The angry Frenchman tears into the captain in a hybrid of French and English.
“We will not get off this plane until someone from customer service is here to help us,” someone screams from the darkness. More anonymous, tired, angry voices follow. “What baggage claim do we go to?” “Why did it take so long for you to cancel this flight?” “Where the hell are the flight attendants?” “Will JetBlue pay for a hotel room?” “My dog is sick, are there any vets open in Queens at this hour?” “Can someone ple-e-ease help me? I have nowhere to go.”
The doors open and a gust of cold air greets us as we deboard the plane into the waiting arms of . . . no one, except the hundreds of haggard figures who have turned JetBlue’s JFK terminal into a refugee camp.
This ominous greeting is nothing compared to what waits for us at baggage claim. With JetBlue flight cancellations accumulating like a real blizzard, there are now, at 2 a.m., close to a thousand people packed into baggage claim and at least three times as many bags strewn across the floor like dead bodies. People mill about crying, exasperated, looking for a JetBlue employee (“call 1-800-JetBlue for customer service”) to help them find their bags, to tell them what’s next. It is a disaster zone.
By the time I find my bags — 5 a.m. — everyhotel room in Queens is booked, so I hunker down with the rest of the airport campers. Over the following days and nights, I roam the airport looking for information, check in to see if I can get on a standby flight (“call 1-800-JetBlue”), eat pizza, wash my face and brush my teeth in the bathroom, sleep on the floor, check my e-mail when I can, talk to fellow refugees. I’ve taken on a real-life version of Tom Hanks’ role in The Terminal. For its part, JetBlue has all but abandoned its post, leaving its customer-service line — which replies every time with, “I’m sorry, our lines are full, please call back at a later date . . . ” — to deal with the crisis. By Thursday evening, I finally give in and book a $150-a-night hotel room in Manhattan to regroup, rest and plot my way home.
The hotel provides me the respite I need to battle JetBlue. I recruit the help of a friend in Los Angeles and we tag-team the customer-service line. I wonder about the folks who couldn’t afford to get out of the airport.

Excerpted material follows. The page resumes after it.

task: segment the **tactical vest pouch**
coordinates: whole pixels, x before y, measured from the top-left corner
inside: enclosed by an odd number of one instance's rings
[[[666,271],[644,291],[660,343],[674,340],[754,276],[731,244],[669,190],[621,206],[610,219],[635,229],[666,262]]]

A day later, my friend awakes me from a deep slumber. “Grab your shit and get to the airport, you’ve got a seat at 4:05.” For the first time in days, I no longer feel like a spirit wandering in limbo trying to find a way home.
The flight takes off only an hour late, Terra Blues chips and spring water flow, flight attendants, still a bit dazed and unsure, try to be jovial. I spot a woman I recognize from my first flight last Tuesday, nearly 100 hours in the murky past. She winks and waves with a smile. We are whole again.